This chart from Our World in Data tracks the history of AI through the amount of computation power used to train an AI model, using data from Epoch AI.
The Three Eras of AI Computation
In the 1950s, American mathematician Claude Shannon trained a robotic mouse called Theseus to navigate a maze and remember its course—the first apparent artificial learning of any kind.
Theseus was built on 40 floating point operations (FLOPs), a unit of measurement used to count the number of basic arithmetic operations (addition, subtraction, multiplication, or division) that a computer or processor can perform in one second.
Computation power, availability of training data, and algorithms are the three main ingredients to AI progress. And for the first few decades of AI advances, compute, which is the computational power needed to train an AI model, grew according to Moore’s Law.
Period | Era | Compute Doubling |
---|---|---|
1950–2010 | Pre-Deep Learning | 18–24 months |
2010–2016 | Deep Learning | 5–7 months |
2016–2022 | Large-scale models | 11 months |
Source: “Compute Trends Across Three Eras of Machine Learning” by Sevilla et. al, 2022.
However, at the start of the Deep Learning Era, heralded by AlexNet (an image recognition AI) in 2012, that doubling timeframe shortened considerably to six months, as researchers invested more in computation and processors.
With the emergence of AlphaGo in 2015—a computer program that beat a human professional Go player—researchers have identified a third era: that of the large-scale AI models whose computation needs dwarf all previous AI systems.
Predicting AI Computation Progress
Looking back at the only the last decade itself, compute has grown so tremendously it’s difficult to comprehend.
For example, the compute used to train Minerva, an AI which can solve complex math problems, is nearly 6 million times that which was used to train AlexNet 10 years ago.

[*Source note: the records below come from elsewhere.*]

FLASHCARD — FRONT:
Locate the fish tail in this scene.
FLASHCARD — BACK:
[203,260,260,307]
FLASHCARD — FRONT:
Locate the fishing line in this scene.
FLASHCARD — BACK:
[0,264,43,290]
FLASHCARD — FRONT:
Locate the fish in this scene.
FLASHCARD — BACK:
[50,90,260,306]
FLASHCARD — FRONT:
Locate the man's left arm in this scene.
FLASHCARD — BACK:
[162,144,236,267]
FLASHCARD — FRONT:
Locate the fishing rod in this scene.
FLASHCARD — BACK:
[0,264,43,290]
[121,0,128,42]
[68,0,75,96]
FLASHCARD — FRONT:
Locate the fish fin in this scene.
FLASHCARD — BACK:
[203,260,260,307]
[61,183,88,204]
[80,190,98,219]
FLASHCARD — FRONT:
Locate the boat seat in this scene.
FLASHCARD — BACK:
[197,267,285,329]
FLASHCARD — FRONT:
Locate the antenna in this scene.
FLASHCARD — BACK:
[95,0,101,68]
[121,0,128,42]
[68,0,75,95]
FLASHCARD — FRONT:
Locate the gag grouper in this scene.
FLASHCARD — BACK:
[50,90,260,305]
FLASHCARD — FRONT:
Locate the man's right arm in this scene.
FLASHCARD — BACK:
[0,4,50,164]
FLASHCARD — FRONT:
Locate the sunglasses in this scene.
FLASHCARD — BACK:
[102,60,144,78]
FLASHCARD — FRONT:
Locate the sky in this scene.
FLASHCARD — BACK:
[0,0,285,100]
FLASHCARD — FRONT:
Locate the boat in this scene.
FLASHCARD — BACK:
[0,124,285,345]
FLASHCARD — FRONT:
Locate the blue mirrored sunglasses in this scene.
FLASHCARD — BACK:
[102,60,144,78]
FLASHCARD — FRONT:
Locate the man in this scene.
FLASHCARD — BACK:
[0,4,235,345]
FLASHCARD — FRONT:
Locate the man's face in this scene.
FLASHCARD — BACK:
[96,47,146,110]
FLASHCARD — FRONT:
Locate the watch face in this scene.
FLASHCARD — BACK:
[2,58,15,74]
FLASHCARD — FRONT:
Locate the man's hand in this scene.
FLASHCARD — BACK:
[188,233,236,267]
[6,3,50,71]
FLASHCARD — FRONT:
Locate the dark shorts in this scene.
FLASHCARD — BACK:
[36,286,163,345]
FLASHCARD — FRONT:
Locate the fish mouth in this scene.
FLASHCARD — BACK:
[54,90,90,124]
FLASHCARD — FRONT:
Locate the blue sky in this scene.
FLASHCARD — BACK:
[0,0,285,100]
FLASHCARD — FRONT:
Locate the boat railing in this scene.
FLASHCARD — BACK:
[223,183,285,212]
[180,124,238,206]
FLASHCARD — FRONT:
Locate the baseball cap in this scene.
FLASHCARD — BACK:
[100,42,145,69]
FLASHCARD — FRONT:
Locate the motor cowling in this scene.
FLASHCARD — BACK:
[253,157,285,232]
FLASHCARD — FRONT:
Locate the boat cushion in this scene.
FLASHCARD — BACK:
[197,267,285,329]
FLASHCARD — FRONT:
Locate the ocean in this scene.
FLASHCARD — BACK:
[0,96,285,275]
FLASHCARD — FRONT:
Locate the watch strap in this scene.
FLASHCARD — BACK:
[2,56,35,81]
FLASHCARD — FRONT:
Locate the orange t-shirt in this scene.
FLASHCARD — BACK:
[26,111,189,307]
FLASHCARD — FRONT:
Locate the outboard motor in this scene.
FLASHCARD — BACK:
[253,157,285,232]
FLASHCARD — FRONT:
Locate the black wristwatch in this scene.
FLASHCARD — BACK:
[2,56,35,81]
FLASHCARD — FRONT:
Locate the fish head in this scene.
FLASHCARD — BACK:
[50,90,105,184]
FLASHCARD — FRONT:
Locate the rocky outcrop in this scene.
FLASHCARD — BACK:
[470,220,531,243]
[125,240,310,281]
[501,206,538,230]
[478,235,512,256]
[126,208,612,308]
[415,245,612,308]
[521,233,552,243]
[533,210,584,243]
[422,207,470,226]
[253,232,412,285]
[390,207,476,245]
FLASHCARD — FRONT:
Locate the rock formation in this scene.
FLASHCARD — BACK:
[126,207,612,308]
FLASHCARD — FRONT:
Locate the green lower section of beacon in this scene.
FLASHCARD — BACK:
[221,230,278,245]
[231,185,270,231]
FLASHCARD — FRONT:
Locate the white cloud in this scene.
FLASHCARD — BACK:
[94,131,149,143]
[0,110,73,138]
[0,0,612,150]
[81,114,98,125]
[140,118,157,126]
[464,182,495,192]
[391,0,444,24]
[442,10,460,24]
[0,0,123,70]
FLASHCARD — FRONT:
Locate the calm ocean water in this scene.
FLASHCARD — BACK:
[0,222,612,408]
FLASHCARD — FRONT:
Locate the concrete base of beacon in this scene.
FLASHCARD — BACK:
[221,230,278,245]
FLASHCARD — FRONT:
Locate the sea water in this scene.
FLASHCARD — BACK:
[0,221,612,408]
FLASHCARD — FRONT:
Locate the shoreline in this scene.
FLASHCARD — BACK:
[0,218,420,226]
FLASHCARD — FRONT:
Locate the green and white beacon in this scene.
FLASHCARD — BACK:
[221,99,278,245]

Here’s a list of important AI models through history and the amount of compute used to train them.
AI | Year | FLOPs |
---|---|---|
Theseus | 1950 | 40 |
Perceptron Mark I | 1957–58 | 695,000 |
Neocognitron | 1980 | 228 million |
NetTalk | 1987 | 81 billion |
TD-Gammon | 1992 | 18 trillion |
NPLM | 2003 | 1.1 petaFLOPs |
AlexNet | 2012 | 470 petaFLOPs |
AlphaGo | 2016 | 1.9 million petaFLOPs |
GPT-3 | 2020 | 314 million petaFLOPs |
Minerva | 2022 | 2.7 billion petaFLOPs |
Note: One petaFLOP = one quadrillion FLOPs. Source: “Compute Trends Across Three Eras of Machine Learning” by Sevilla et. al, 2022.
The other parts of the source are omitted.